The 34th Mississippi Infantry was organized at Holly Springs in April, 1862. It was briefly designated as the 37th Mississippi, but another unrelated unit received that regimental number and was known by that name for the rest of the war. The colonel of the 34th Regiment, Samuel Benton, had previously served in the 9th Mississippi, a 12 month regiment whose original term of service had expired in 1862.

The new regiment was sent to Corinth, Mississippi a vital railway junction in North Mississippi that Federal forces were intent on capturing during the Siege of Corinth. The 34th's first combat action took place at Farmington on May 9 as Union forces were approaching Corinth. The town was abandoned by the Confederates, and their forces moved into Tennessee later that year, with the Regiment taking part in the October 1862 Battle of Perryville. In this battle the 34th Mississippi took heavy casualties, with all 3 field officers wounded, resulting in two of them being permanently disabled. Company K of the regiment only had 7 men fit for duty after this battle, from a nominal company size of 100-110 men.

Transferred to General Edward C. Walthall's brigade, the next major action of the regiment was at the September 1863 Battle of Chickamauga in Georgia. Once again the 34th came under heavy fire, losing 15 killed, 91 wounded and 19 missing of the 307 men engaged in this battle. In the Battle of Lookout Mountain in November, a large number of men from the 34th were cut off and captured by Union troops. Peter Kappesser, a Union soldier of the 149th New York, was awarded the Medal of Honor for capturing the regimental flag of the 34th Mississippi at Lookout Mountain. In the 1864 Atlanta Campaign, Colonel Benton of the 34th commanded a brigade made up of his regiment, the 29th, and the 30th Mississippi regiments. This command fought in numerous battles around Atlanta, including Resaca, New Hope Church, and Jonesborough. Colonel Benton was severely wounded at the Battle of Atlanta on July 22 and subsequently died of his wounds on July 28. He had been given a promotion to brigadier general on July 26, but did not live to receive it.
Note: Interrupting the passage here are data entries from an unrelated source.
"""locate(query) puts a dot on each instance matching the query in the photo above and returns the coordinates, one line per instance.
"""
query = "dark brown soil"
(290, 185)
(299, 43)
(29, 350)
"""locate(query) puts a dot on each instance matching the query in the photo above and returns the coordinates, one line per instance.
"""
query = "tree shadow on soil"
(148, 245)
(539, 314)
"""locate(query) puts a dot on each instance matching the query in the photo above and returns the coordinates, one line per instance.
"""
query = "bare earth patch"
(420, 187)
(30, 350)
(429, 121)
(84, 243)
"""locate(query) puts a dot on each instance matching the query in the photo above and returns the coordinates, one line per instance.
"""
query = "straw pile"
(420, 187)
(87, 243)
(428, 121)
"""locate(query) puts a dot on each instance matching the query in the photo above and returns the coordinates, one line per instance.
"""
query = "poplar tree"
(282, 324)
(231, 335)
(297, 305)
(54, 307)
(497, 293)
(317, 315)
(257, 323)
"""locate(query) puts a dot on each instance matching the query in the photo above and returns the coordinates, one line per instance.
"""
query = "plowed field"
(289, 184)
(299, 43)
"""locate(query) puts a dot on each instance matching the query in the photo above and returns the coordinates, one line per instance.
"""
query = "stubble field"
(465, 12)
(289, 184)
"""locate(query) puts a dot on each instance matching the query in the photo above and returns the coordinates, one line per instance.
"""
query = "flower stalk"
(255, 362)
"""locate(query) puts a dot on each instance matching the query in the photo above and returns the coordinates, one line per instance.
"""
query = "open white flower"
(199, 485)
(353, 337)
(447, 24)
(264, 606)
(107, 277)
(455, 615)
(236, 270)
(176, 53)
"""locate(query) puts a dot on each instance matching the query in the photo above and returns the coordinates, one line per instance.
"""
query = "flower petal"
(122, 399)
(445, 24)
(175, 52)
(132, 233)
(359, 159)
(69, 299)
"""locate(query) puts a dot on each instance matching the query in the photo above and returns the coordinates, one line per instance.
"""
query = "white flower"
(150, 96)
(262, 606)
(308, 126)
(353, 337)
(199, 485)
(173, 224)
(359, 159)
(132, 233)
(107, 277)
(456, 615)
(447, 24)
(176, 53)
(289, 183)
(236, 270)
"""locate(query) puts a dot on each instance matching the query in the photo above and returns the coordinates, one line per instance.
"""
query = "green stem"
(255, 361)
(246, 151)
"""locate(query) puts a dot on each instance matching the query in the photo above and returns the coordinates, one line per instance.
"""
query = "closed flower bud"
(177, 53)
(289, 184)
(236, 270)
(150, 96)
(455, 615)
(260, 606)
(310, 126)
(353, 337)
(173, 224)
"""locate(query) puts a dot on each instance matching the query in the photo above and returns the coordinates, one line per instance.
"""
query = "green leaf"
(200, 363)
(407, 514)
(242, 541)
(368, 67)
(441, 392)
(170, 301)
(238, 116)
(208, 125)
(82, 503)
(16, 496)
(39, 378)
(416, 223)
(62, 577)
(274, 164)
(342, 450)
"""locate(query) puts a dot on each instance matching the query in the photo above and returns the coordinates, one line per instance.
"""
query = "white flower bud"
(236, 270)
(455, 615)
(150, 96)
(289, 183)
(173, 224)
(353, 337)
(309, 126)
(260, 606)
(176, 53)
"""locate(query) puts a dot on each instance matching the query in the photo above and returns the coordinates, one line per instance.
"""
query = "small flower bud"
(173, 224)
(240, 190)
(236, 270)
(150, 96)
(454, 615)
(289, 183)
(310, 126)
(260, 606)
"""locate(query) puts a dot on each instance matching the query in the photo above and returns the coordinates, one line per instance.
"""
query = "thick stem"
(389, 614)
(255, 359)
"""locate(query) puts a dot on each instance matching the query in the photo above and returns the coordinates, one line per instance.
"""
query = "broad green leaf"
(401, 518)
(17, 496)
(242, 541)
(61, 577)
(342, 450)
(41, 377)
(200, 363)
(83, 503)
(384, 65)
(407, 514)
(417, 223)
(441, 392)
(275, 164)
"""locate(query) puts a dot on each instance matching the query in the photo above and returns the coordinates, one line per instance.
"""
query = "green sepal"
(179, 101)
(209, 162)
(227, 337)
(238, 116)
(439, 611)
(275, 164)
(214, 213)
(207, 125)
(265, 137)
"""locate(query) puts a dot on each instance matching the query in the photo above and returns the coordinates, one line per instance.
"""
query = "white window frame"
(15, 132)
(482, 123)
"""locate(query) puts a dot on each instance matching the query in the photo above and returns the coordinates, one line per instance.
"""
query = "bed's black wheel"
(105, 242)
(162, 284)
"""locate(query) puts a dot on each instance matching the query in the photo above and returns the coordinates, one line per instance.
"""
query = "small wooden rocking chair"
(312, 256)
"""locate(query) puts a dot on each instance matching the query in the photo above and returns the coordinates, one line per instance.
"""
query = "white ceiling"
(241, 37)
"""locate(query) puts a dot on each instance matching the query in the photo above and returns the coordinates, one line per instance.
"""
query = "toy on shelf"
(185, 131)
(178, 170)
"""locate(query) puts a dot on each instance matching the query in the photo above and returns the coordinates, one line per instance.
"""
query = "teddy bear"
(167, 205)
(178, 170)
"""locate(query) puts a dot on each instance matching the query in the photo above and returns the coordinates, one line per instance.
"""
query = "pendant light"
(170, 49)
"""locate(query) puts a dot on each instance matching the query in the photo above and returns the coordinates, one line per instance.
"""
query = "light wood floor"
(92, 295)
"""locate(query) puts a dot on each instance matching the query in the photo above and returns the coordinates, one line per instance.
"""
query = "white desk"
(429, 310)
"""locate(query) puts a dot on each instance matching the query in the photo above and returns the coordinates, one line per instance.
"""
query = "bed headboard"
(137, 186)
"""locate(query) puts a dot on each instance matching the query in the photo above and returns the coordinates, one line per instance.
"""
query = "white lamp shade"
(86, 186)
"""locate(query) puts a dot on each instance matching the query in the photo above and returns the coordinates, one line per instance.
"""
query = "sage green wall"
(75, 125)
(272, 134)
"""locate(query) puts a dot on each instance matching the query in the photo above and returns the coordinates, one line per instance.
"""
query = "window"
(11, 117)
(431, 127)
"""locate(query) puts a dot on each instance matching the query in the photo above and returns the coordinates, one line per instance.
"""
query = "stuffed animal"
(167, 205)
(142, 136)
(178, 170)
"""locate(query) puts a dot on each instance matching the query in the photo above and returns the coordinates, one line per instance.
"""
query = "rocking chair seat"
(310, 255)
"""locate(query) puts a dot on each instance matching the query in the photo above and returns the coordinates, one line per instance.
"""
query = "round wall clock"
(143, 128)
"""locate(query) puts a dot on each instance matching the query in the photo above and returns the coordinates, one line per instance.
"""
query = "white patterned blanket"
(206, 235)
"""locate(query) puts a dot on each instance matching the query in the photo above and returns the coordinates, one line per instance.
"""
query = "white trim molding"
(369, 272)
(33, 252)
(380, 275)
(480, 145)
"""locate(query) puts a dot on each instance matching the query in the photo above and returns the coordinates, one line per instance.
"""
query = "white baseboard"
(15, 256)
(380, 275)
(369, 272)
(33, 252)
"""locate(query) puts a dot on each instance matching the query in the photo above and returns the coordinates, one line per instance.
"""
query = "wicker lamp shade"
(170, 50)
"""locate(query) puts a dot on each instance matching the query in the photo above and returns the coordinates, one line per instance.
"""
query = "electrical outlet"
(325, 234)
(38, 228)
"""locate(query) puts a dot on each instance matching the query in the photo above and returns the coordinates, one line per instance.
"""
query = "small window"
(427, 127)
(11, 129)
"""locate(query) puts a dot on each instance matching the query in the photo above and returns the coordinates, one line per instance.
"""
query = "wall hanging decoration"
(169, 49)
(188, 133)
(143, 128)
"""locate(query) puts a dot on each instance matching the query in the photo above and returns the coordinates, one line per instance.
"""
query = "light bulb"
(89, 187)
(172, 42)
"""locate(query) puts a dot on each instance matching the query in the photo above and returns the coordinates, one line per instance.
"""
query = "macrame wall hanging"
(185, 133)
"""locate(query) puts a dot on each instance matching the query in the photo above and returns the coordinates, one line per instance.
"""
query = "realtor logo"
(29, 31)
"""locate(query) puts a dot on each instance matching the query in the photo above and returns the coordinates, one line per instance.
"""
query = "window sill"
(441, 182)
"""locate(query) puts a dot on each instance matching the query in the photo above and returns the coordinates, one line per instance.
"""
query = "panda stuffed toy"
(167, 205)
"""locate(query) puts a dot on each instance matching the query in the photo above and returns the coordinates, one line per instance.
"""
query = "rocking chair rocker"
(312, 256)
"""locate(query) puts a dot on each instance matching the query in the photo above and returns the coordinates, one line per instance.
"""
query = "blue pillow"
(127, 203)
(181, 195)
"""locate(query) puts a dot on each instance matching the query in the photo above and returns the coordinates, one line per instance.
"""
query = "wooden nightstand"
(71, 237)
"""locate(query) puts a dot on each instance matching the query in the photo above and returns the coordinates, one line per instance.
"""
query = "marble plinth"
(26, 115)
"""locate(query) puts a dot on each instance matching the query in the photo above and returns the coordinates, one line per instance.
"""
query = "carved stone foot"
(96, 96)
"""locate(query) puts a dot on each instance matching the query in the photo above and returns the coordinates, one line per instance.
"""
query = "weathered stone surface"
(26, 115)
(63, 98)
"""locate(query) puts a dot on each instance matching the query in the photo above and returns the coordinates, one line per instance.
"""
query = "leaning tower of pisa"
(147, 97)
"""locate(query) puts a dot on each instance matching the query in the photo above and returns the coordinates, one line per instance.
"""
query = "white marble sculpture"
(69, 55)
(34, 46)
Command of the brigade fell to General William F. Brantley, and the regiment moved into Tennessee during the Franklin-Nashville Campaign, where they suffered further losses during the Confederate defeats at Franklin and Nashville. After spending the winter in Mississippi, during the spring of 1865 the regiment joined the Carolinas Campaign. In the final weeks of the war the 34th was consolidated with the 24th, 27th, and 29th Mississippi regiments. This consolidated unit surrendered with General Joseph E. Johnston's forces in North Carolina on April 26, 1865.

==Commanders==
Commanders of the 34th Mississippi Infantry:
- Col. Samuel Benton, died of wounds received at Atlanta, July 1864.
- Lt. Col. Daniel B. Wright, disabled at Perryville and taken prisoner.

==Organization==
Companies of the 34th Mississippi Infantry:
- Company A, "Tippah Rangers", of Tippah County.
- Company B, "Tippah Rebels", of Tippah County.
- Company C, "Smith Rifles", of Lafayette County.
- Company D, "Mississippi Avengers (Wynne Reliefs)"
- Company E, "Coldwater Rebels", of Marshall County.
- Company F, "Goodman Guards", of Marshall County.
- Company G, "Sons of Liberty", of Tippah County.
- Company H, "Tippah Farmers", of Tippah County.
- Company I, "Bowen Rebels", of Marshall County.
- Company K, "Dixie Guards", of Tippah County.